遷移金属錯体は、複雑な分子構造を持つものが多く、組成や分子構造を決定するために様々な分析方法を組み合わせて解析します。
初めに、EDS分析より分子の構成元素や、MSの精密質量分析より分子の組成式を調べます。次に、微小結晶でも電子回折構造解析が可能なXtaLAB Synergy-EDを用いて、結晶中錯体分子の構造を解析します。常磁性錯体については、NMRによる磁化率測定から中心金属のスピン状態を調べることが可能です。また反磁性錯体については、NMR分析結果から錯体配位子の配位状態について解析することができます。

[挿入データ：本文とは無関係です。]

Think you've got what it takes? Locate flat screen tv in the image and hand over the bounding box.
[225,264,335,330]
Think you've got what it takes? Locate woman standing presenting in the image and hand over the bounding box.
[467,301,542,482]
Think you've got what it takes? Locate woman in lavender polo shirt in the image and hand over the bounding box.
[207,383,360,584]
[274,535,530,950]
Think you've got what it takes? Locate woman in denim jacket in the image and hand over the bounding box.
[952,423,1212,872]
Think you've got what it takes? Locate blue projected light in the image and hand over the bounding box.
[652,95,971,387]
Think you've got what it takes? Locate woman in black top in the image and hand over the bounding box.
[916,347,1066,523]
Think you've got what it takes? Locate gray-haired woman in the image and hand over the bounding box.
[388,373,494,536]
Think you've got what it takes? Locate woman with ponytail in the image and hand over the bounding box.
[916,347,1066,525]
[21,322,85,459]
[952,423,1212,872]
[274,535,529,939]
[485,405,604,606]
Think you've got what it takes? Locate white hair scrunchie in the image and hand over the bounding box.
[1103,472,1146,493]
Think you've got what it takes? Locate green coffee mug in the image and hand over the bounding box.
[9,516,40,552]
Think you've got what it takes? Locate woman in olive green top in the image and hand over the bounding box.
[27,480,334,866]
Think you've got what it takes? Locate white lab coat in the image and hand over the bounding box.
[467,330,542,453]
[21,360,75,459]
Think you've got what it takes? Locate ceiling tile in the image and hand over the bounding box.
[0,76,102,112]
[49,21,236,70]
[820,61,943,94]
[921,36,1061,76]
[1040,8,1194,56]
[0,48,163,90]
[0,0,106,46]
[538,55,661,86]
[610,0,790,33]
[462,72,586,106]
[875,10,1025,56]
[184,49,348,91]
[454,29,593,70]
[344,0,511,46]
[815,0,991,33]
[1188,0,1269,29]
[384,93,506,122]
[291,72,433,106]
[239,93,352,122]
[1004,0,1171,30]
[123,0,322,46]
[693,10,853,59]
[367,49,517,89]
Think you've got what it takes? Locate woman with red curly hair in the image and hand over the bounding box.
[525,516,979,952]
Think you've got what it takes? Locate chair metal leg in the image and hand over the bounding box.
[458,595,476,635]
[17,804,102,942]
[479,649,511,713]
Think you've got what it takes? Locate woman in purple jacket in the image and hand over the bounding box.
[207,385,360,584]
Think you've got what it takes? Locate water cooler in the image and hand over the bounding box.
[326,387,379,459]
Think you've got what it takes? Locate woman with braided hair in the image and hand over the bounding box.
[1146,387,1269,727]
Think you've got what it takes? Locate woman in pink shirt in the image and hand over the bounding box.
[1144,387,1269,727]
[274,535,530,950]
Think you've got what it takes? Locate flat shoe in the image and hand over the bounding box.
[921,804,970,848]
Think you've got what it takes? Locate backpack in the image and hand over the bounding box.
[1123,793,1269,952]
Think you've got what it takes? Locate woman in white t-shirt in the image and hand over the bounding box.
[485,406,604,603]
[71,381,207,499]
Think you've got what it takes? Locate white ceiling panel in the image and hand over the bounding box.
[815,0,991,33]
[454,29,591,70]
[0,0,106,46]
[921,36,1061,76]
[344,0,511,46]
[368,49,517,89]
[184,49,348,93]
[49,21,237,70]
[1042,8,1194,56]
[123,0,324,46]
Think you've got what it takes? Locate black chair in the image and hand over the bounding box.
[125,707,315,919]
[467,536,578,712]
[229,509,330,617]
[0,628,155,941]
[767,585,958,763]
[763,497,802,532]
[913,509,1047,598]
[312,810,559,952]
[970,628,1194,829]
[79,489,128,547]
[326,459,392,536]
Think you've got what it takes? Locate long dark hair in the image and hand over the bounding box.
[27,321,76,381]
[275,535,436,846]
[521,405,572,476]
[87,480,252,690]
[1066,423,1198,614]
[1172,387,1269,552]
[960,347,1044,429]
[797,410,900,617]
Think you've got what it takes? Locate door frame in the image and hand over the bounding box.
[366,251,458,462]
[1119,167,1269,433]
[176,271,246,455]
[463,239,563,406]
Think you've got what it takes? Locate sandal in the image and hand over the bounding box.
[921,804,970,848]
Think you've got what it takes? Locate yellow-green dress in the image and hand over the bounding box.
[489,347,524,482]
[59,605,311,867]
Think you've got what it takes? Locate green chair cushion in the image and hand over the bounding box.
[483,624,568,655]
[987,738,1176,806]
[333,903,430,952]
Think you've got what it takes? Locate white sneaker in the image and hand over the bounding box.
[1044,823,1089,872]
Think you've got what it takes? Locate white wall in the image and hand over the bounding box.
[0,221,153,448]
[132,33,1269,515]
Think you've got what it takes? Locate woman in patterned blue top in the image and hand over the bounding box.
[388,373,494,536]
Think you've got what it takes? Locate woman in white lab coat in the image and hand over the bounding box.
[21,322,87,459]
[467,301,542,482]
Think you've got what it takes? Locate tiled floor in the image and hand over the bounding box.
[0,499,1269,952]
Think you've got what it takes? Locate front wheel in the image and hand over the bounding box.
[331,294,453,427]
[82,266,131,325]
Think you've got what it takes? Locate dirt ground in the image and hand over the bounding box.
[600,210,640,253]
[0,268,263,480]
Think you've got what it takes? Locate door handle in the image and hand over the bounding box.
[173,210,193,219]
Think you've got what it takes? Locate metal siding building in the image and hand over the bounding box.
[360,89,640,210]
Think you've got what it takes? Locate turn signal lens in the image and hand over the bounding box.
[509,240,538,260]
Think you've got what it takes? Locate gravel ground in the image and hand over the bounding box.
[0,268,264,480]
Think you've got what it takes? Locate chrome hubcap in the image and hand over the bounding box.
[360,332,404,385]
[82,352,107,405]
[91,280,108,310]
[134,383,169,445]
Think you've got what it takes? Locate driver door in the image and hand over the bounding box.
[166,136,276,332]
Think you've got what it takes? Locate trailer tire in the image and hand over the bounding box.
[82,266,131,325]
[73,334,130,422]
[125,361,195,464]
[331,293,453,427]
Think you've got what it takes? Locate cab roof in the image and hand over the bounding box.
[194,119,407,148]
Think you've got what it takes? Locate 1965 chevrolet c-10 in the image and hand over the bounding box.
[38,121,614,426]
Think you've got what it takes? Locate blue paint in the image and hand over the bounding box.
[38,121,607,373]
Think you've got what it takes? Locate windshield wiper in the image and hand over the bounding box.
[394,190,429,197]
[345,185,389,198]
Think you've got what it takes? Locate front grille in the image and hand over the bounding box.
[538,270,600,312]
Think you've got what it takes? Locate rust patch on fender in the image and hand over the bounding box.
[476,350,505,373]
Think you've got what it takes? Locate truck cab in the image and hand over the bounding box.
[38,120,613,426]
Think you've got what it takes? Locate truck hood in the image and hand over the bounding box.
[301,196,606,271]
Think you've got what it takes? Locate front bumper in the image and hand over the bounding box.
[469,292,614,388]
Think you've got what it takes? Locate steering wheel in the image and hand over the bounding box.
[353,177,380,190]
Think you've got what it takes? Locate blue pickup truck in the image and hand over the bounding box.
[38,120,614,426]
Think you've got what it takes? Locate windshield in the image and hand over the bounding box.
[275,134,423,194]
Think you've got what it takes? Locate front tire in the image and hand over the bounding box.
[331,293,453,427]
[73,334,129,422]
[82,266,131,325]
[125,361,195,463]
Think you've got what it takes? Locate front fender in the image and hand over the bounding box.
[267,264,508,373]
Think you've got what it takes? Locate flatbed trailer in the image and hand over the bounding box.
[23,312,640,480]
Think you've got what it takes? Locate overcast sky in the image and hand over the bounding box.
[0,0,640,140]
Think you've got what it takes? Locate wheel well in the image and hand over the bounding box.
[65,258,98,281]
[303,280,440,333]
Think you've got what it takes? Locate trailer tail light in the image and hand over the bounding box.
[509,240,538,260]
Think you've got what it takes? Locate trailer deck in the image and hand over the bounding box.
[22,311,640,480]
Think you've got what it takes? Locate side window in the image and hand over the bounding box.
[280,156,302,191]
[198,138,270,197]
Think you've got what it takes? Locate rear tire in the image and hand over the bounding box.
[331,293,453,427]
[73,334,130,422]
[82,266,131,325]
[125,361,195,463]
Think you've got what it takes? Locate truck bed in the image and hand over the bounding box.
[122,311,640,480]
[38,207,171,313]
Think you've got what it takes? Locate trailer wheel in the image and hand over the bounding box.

SEM-EDSおよびNMRによるCu-TMEDA触媒の分析
遷移金属錯体の化学構造は、EDSおよびNMRの総合解析から精密な推定が可能です。以下は、Cu-TMEDA触媒における卓上走査電子顕微鏡 JCM-7000 NeoScope™によるSEM-EDS分析結果、また核磁気共鳴装置ECZ Luminous™シリーズによる配位子分析の結果です。

右 : JNM-ECZL500による溶液1H-NMR結果
XtaLAB Synergy-ED によるCu-TMEDA触媒微小結晶構造解析
XtaLAB Synergy-EDでは、Cu-TMEDA触媒粒子をそのままの状態で単結晶電子回折構造解析を行うことが可能です。電子回折結果は、EDSおよびNMR分析結果より得られた化学構造式を用いて精密化され、最良の分子立体構造が決定されます。
常磁性NMRによるCu-TMEDA触媒の磁化率測定
緑 : JNM-ECZL500による参照溶液(1-Butanol) 1H-NMR測定結果
茶 : Cu-TMEDA触媒を混合した参照溶液 1H-NMR測定結果
常磁性試料におけるNMRスペクトルは、試料の磁性を反映します。
この効果から、錯体の磁化率を測定し、中心金属イオンの電子配位を推定できます (Evans method [1])。Cu-TMEDA触媒におけるCuイオンについては、上述より二核のCu2+で酸素を共有した四配位構造が考えられます。この場合、それぞれの銅イオンで取り得るd電子配置は、3d9 S = 1/2の常磁性を示すことが考えられます。Evans methodに基づく測定から、有効磁子数2.81が計算されました。有効磁子数はS = 1 の計算値 (2.83) に近いため、巨視的には二つの銅核によって S = 1 に近い常磁性を示していると考えられます。
[1] D. F. Evans, J. Chem. Soc. 1959, 2003.